On Tuesday, my mom drove us to the Bainbridge Island ferry and dropped us off. Swedish isn’t walking distance from the ferry for someone in Dylan’s shape, but there are lots of taxis and guys driving black Town Cars offering rides to wherever you might want to go, so I knew it would be an easy trip once we got off the ferry. The entire waterfront is a construction zone now (according to the original plans it was completed two months ago…it might be done by the time the Sonics return to Seattle) and so there are just a few walkways to go through as you exit the ferry and that is where the guys with black Town Cars wait. Our driver, who I selected through the scientifical process of announcing, “I’ll pay $10 to get to Swedish,” was the first guy to grab my rolling bag and run us across the street. Once we were in the car and heading up to Swedish I learned a lot. I like to talk to people and our driver liked to talk also. He was from Ethiopia. He and his wife moved here after living in Kenya for a few years. Kenya is a terrible place full of corruption and bad cops. Ethiopia is a nearly perfect country with a climate very similar to Seattle. Africa is much larger than most people think. The Sudan is possibly the worst place in the world. There are lots of sayings in Ethiopia about when times are tough that I can’t remember at this point because I didn’t write them down. He was going to pray for us and there is always a reason for suffering.

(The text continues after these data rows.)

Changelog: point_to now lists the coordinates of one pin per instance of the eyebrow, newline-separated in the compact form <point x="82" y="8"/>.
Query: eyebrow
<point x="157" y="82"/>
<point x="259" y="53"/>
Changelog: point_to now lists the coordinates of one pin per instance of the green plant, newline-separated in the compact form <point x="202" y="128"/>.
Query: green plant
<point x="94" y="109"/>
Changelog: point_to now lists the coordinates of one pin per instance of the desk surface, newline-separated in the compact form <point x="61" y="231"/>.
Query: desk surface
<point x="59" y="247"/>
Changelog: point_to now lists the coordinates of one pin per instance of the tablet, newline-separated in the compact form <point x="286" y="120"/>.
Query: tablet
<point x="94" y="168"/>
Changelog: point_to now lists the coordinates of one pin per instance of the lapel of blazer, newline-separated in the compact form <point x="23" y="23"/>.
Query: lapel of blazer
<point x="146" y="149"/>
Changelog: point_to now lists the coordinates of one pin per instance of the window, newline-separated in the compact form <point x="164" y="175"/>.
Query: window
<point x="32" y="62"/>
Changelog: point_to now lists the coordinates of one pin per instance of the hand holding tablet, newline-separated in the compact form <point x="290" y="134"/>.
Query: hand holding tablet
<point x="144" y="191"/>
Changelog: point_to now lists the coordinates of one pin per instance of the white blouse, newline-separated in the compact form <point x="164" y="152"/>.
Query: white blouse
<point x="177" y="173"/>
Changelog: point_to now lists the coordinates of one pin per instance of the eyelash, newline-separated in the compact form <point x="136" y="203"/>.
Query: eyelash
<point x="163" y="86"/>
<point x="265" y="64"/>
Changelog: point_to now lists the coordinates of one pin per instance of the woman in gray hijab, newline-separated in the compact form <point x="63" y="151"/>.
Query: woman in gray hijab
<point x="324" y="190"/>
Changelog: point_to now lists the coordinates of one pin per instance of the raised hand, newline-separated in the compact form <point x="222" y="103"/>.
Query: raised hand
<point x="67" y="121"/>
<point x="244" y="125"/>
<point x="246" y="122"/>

Is there always a reason for suffering? I know pain helps us appreciate pleasure, but I don’t buy the company line when it comes to suffering. I’m not talking about the suffering my son has gone through in the past month; I am talking about the suffering that exists in this world. Is it fair that through sheer luck and geography that my son ends up in one of the leading cancer hospitals in the world, while other people die because a mosquito bites them? This struck me, and to be honest I felt a little guilty about it, when I told our driver we were going to Swedish for cancer care. In Africa, which really is much larger than most people think, suffering goes on without much notice here in the western world. How does one weigh fairness of suffering? I haven’t studied Ethiopian history, but I do know that the British did not create an empire by handing out lollipops to the locals, and I know that Halie Selassie isn’t going to get recognized with a posthumous award from Amnesty International. So has all the suffering in Ethiopia been for reason? I doubt it.

While individual suffering might sharpen our personalities, or cause us to look at the world differently, I have difficulty swallowing the idea that in the long run it all balances out. If the world really was just, then I wouldn’t have to worry about only having one channel of ESPN.